Burger Ingrid, Sugarman Jeremy, Goodman Steven N
Department of Health Policy and Management, Johns Hopkins Bloomberg School of Public Health, Baltimore, MD 21205, USA.
Surg Clin North Am. 2006 Feb;86(1):151-68, x. doi: 10.1016/j.suc.2005.10.003.

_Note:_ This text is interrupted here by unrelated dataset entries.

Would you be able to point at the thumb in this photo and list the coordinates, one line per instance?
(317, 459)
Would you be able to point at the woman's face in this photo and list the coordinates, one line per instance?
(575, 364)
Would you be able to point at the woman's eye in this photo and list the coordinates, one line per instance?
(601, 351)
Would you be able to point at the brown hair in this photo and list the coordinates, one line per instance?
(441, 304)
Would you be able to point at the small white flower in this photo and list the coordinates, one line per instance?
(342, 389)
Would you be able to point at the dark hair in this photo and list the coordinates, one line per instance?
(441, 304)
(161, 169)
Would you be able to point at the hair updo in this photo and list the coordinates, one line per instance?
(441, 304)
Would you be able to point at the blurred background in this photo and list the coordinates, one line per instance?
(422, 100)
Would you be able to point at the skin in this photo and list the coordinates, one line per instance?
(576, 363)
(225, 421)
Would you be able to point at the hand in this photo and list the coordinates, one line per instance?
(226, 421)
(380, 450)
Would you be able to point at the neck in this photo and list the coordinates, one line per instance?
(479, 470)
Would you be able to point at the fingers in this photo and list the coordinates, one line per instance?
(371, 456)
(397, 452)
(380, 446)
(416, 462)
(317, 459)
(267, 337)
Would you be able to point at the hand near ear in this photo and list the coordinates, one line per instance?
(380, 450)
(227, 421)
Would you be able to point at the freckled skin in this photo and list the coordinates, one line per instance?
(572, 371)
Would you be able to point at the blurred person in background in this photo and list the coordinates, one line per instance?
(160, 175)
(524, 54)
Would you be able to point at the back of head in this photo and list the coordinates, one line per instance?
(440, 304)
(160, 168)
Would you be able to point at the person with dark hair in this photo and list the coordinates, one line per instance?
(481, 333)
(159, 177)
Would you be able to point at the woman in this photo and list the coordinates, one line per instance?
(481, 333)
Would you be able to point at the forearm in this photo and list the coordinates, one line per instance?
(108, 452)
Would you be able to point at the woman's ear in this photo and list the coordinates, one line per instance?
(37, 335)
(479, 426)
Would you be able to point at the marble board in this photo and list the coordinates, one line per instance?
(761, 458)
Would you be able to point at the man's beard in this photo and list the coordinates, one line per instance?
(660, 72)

Evidence-based medicine, although ostensibly concerned with the research evidence underlying claims of efficacy for surgical procedures,has a direct connection with the ethics of surgical decision making. Questions of whether new procedures should ever be performed on patients outside of a formal research protocol, what the patient should be told about the uncertainties inherent in the use of nonvalidated innovative procedures, when formal evaluation is necessary, what form that evaluation should take, and how the burdens and results of such research can be distributed fairly all involve balancing competing ethical principles. Good ethics requires good facts, and evidence from well-controlled experiments provides best information upon which to base decisions in these areas and to build ethical surgical practice.
循证医学虽然表面上关注手术疗效宣称背后的研究证据,但与手术决策伦理有着直接联系。关于是否应在正式研究方案之外对患者实施新手术、应告知患者使用未经证实的创新手术所固有的不确定性、何时需要进行正式评估、评估应采取何种形式以及如何公平分配此类研究的负担和结果等问题,都涉及到平衡相互竞争的伦理原则。良好的伦理需要良好的事实依据,来自严格对照实验的证据能提供最佳信息,以此为这些领域的决策提供依据,并构建符合伦理的外科实践。